Dr. Gordon continues with big picture sales talk that ignores scientific principles for valid comparisons and predictions. These dull concerns interfere with marketing.  

Dr. Gordon states, “Finally, imagine you had this complete dataset—with hundreds of thousands of patients, each with diagnoses, clinical response, longitudinal course, and behavioral tests across the RDoC domains. One can make quantitative predictions not only of outcome—how a patient will do with a given medication, what that patient’s prognosis is, etc.—but also about the nature of the underlying structure of psychological and biological processes: Are the neural substrates (the brain processes on which treatments act) for fluoxetine-sensitive and CBT-sensitive patients separable? How many different kinds of processes are there, and which brain regions might relate to each?
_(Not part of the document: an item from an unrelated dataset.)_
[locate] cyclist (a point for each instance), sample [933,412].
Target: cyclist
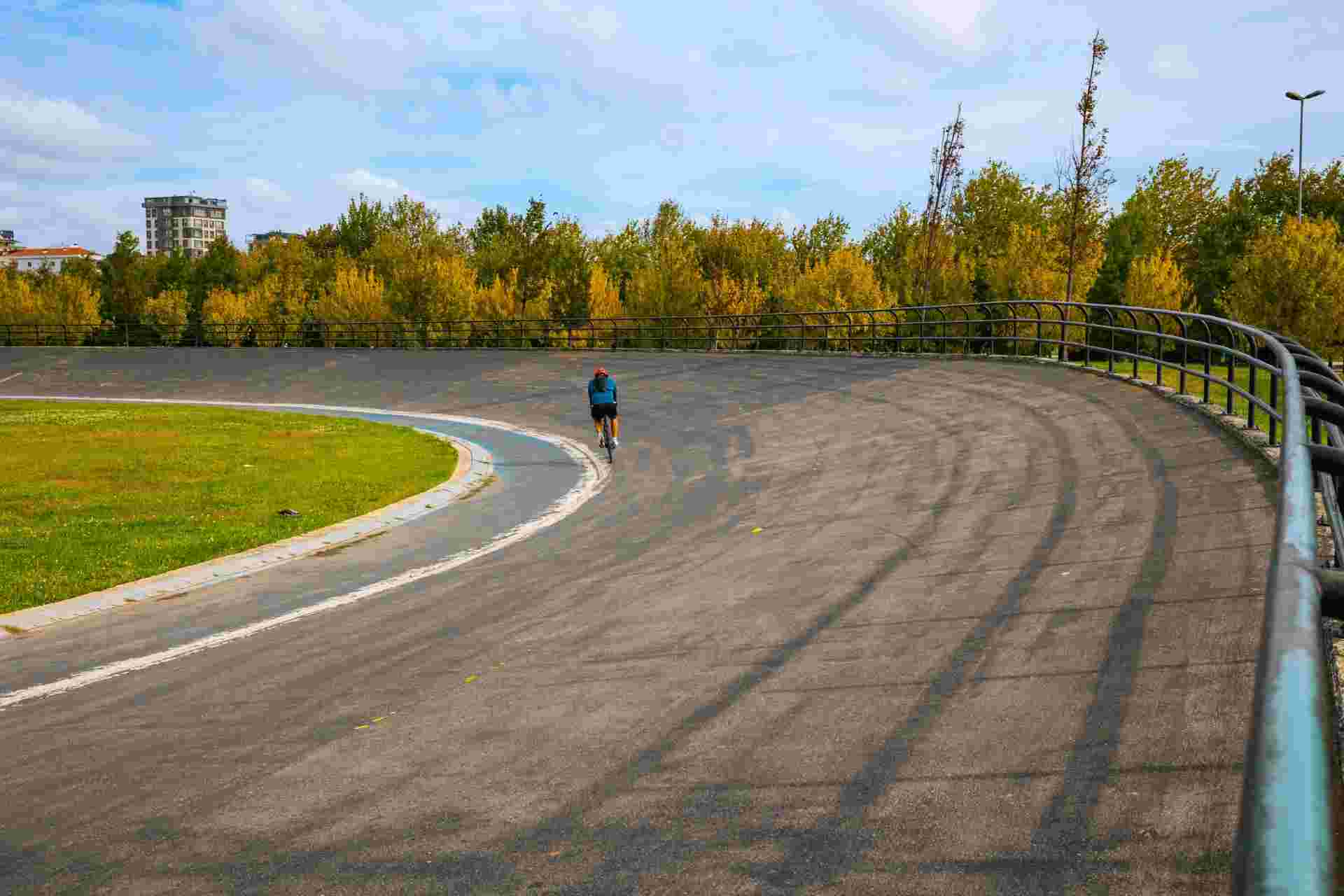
[603,403]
One can build models of the underlying processes, and quantify how much they explain about the symptoms and behavioral measures, which can help refine those quantitative predictions of prognosis and outcome. Combine the features of this approach—integration of RDoC behavioral constructs and DSM observational diagnoses, quantitative comparisons of model accuracy, iterative improvements in the combined model, and integration with longitudinal data (including developmental history, illness progression, and treatment response)—and you have the makings of an evidence-based diagnostic and clinical tool that has built-in automatic updating capability. Of course, there are a lot of things that have to go right for this to work. Getting the data will be challenging, especially data inclusive of hard-to-reach people like children and individuals with serious mental illnesses. Early editions of a comprehensive diagnostic tool will likely be rudimentary. Nonetheless, with enough data, creativity, and computation, we can build the tool of the future, sooner than you might think. Let’s get busy.”  
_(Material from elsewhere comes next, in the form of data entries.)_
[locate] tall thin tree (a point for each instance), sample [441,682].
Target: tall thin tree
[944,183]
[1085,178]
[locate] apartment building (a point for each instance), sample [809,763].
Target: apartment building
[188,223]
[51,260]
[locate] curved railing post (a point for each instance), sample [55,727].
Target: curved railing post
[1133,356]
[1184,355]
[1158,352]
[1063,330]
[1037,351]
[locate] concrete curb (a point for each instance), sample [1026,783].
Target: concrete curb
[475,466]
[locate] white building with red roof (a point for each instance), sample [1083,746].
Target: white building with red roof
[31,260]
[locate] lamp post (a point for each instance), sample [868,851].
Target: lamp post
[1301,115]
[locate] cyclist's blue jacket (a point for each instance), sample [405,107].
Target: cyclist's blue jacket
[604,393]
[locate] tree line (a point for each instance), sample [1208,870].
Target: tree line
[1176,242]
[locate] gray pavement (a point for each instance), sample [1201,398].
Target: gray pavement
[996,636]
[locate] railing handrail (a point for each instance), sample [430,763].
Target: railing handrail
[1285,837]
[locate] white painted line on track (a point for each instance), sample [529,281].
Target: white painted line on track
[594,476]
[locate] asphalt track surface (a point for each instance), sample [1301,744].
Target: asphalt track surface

This confidence-breeding sketch is cited extensively so the reader will grasp both the grandiosity of the program as well as the neglect of elementary warnings —even if it is big data. Dr. de Leon’s diagnosis of marketability is amply confirmed. 

 

References:

JA Gordon. Directors Message. The Future of RDoC. June 5, 2017. www.nimh.nih.gov/about/director/messages/2017/the-future-of-rdoc.shtml.

 

JA Gordon. Directors Message. RDoC: Outcomes to Causes and Back. June 22, 2017. www.nimh.nih.gov/about/director/messages/2017/rdoc-outcomes-to-causes-and-back.shtml.